En mars 2020, la propagation de la pandémie mondiale de COVID-19 a incité le gouvernement à mettre en place un confinement national strict jusqu’en juin. À mesure que les restrictions se sont assouplies, le BJP a déployé des efforts pour contrer l’impact économique de la pandémie.
Ces efforts comprenaient le recours à des mesures exécutives par Modi pour réduire les obstacles à la vente de produits et encourager les investissements privés.
Les critiques ont fait valoir que les changements rendraient les agriculteurs vulnérables à l’exploitation. Les protestations contre ces mesures se sont intensifiées en janvier 2021 et le gouvernement a pris des mesures extraordinaires pour les réprimer, coupant Internet et sanctionnant les organisateurs, les participants et les journalistes. Cependant, l’opposition aux réformes s’est poursuivie jusqu’en novembre et le BJP, inquiet de perdre son soutien lors des prochaines élections nationales, a annoncé qu’elles seraient abandonnées.
Rapprochement avec les États-Unis et « Israël »
L’adoption par le parti Bharatiya Janata d’une politique nationaliste hindoue stricte l’a mis en conflit avec les musulmans indiens, qui comptent plus de 196 millions de musulmans, soit l’équivalent de 14 % de la population indienne.
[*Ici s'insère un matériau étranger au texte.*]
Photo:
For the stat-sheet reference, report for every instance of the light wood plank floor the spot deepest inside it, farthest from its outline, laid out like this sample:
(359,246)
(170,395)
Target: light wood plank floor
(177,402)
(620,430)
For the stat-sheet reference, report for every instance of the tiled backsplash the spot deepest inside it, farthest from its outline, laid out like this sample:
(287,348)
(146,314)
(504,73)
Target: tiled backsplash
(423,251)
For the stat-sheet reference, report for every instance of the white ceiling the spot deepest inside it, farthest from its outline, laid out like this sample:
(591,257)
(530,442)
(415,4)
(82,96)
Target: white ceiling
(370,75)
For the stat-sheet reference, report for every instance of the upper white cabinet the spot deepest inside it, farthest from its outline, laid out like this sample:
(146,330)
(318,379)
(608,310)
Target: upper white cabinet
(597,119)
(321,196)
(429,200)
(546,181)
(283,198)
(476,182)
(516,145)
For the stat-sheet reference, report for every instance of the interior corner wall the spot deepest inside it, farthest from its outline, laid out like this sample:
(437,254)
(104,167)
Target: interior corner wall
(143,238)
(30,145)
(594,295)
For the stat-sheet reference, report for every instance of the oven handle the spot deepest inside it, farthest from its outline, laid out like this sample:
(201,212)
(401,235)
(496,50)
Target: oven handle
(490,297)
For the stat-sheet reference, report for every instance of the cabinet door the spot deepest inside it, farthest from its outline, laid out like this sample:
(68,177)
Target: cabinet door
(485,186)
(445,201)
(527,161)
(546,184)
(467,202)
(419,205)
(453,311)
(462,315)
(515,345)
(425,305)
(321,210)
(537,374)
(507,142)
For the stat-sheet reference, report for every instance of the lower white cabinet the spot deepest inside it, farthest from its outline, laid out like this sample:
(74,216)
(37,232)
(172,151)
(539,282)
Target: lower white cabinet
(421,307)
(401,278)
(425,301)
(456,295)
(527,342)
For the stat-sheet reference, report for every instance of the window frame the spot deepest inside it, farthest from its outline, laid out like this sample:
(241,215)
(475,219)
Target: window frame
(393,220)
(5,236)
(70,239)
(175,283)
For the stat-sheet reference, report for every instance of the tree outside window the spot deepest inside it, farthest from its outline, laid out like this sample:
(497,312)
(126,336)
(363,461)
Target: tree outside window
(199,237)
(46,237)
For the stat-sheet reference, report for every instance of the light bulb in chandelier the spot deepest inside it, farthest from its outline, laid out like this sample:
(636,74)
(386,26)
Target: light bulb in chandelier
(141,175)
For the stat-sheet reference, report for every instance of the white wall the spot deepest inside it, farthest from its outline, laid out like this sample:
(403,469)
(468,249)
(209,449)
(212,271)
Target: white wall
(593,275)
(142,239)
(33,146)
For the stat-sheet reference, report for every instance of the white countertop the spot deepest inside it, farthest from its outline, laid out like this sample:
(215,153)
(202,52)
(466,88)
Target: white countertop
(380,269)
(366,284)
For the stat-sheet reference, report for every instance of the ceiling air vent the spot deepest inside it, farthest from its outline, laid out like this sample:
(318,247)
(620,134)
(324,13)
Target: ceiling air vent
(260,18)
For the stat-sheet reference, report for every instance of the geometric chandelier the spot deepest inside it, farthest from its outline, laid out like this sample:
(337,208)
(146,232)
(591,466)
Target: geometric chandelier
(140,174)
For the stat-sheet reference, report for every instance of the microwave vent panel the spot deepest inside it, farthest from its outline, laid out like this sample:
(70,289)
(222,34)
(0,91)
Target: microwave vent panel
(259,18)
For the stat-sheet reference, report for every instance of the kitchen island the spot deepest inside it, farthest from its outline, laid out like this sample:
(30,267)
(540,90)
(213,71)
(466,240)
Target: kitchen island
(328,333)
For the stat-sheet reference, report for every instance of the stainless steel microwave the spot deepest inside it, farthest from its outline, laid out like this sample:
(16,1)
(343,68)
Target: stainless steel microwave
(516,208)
En outre, la ligne dure du gouvernement BJP à l’égard de l’État à majorité musulmane du Jammu-et-Cachemire l’a mis en conflit avec le Pakistan. En outre, les politiques nationalistes fanatiques hindous vont intensifier les tensions avec la Chine, d’autant plus que le parti Bharatiya Janata réclame les droits des Indiens dans la province chinoise du Tibet, qui revêt une importance spirituelle pour les hindous.
Ce qui exacerbe les tensions avec la Chine, c’est que le parti Bharatiya Janata élève les intérêts de la classe capitaliste indienne, ce qui fait que l’Inde, sous le BJP, aspire à jouer un rôle dominant en Asie du Sud et lui fait considérer la Chine comme un concurrent de l’Inde dans cette région.
Ces deux facteurs sont ce qui fera converger l’Inde avec « Israël » face au monde islamique d’une part, et qui la fera converger avec les États-Unis face à la Chine d’autre part, et c’est ce qui fera que l’Inde, sous la Le BJP signe un accord de coopération en matière de sécurité avec les États-Unis et « Israël » et les Émirats arabes unis.
Ces deux facteurs feront également de l’Inde un acteur important dans le projet du corridor Indo-Moyen-Orient-Europe, qui établit un passage commercial et géopolitique reliant l’Inde, les Émirats arabes unis, le Royaume d’Arabie saoudite, la Jordanie, « Israël » et l’Europe, sous Le parrainage américain, pour faire face à l’Initiative chinoise de la Ceinture et de la Route et à la Route Nord-Sud russe, à l’heure où Abou Dhabi, Riyad et Amman sont en processus de normalisation avec l’entité sioniste.